The majority of Wi-Fi connections (as well as other types of wireless connections) operate at a frequency of 2.4 gigahertz (GHz). That’s generally a good thing; 2.4 GHz signals have a long range and can pass easily through walls and other obstacles. But because the frequency is so popular, there are 2.4 GHz waves all over the place, and all that traffic can cause interference that puts a damper on streaming performance.
Most modern Wi-Fi routers are also capable of transmitting in 5 GHz, which, in addition to allowing for higher speeds, is less prone to interference by virtue of being less widely-used. The drawback is that the frequency is less able to penetrate solid objects, so if your router is two rooms away from your TV, it might not help performance. Enabling 5 GHz is a different process for different routers, so you may need to do some research to figure out how to set it up for yourself.
Prioritize traffic to your Stadia device
A lot of newer routers will also let you choose which device on your network gets priority in the event of competition for bandwidth. Google and Nest Wifi even have a “gaming preferred” mode that’ll automatically prioritize any device on your network running Stadia. It’s on by default for Nest Wifi, but the older Google Wifi will need to be reset then configured again in the Google Home app to take advantage.
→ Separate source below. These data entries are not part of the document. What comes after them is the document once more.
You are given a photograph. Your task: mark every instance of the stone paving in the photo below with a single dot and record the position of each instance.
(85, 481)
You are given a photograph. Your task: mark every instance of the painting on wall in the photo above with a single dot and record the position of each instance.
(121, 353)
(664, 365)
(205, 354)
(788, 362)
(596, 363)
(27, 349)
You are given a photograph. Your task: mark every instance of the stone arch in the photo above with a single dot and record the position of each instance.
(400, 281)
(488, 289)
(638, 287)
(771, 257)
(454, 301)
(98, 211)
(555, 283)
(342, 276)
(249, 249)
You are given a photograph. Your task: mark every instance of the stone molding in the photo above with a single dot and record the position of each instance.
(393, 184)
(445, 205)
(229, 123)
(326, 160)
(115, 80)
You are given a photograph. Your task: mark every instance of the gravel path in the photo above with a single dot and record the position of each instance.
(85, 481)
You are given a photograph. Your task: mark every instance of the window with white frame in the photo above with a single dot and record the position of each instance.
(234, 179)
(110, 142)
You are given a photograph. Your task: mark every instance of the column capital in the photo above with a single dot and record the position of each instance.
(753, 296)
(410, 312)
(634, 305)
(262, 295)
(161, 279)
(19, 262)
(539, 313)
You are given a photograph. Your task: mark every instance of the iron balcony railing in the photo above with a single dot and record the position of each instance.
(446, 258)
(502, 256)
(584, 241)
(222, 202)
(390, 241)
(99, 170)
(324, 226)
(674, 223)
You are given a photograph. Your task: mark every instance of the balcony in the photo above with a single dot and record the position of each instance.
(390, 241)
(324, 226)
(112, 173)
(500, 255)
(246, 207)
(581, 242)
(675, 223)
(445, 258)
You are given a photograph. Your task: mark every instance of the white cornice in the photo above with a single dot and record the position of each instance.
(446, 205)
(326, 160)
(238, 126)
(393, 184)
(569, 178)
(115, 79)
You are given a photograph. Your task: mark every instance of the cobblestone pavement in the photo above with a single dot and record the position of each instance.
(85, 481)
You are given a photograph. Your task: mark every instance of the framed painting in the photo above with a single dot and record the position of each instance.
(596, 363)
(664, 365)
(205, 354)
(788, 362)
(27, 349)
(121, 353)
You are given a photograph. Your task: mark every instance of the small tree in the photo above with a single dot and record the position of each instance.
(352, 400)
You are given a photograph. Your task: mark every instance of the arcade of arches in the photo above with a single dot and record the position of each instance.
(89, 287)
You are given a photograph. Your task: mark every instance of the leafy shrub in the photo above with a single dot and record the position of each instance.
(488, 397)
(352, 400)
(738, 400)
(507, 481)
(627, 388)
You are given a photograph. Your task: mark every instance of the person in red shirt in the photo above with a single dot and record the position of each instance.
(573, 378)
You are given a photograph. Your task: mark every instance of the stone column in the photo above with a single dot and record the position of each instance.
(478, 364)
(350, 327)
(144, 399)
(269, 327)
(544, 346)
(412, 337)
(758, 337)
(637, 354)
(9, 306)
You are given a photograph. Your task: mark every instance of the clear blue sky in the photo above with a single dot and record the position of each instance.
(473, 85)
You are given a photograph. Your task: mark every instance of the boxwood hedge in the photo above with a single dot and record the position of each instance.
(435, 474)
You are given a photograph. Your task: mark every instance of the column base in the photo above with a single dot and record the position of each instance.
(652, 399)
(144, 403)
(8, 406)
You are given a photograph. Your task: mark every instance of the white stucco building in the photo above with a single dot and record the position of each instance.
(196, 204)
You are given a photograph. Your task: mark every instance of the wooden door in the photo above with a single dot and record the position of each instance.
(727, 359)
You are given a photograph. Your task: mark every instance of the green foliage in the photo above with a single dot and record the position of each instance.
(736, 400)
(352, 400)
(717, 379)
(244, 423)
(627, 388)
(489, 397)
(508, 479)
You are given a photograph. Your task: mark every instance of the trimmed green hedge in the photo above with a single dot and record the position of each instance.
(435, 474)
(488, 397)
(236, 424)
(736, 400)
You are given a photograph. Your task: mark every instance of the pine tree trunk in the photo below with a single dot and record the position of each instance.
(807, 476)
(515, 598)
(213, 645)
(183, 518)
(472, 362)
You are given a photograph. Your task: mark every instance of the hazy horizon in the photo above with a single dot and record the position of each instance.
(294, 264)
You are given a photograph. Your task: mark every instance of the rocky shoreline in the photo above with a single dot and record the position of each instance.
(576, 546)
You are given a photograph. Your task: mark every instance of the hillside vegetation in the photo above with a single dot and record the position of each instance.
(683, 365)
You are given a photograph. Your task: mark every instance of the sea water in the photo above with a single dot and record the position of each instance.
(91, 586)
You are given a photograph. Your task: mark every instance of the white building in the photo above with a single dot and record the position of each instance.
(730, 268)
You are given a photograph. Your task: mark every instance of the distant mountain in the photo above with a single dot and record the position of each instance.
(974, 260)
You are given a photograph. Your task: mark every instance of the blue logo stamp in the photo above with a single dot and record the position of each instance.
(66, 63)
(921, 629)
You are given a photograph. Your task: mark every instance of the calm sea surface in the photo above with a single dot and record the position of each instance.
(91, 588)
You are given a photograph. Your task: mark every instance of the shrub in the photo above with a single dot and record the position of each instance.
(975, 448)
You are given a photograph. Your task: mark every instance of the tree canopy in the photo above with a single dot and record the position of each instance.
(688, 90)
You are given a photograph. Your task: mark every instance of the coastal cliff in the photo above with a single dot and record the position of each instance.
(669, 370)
Like switching to 5 GHz, different routers have different software, and you’ll need to do some searching to figure this one out for yourself.
Use your TV’s ‘game mode’
You probably know this one already, but just in case: dig through your TV’s settings for something like “game mode” and enable it on the input you’re using for Stadia. Post-processing (for that gross artificial motion smoothing, for example) taking place inside TVs can contribute to input lag. Game mode disables effects like that, eliminating precious milliseconds between the moment you press a button and when you see the result on screen.
When playing Stadia through a Chromecast Ultra, the device actually tries to enable game mode automatically. Whether that works depends on your particular TV model, though, so it’s probably best to seek the setting out and toggle it manually.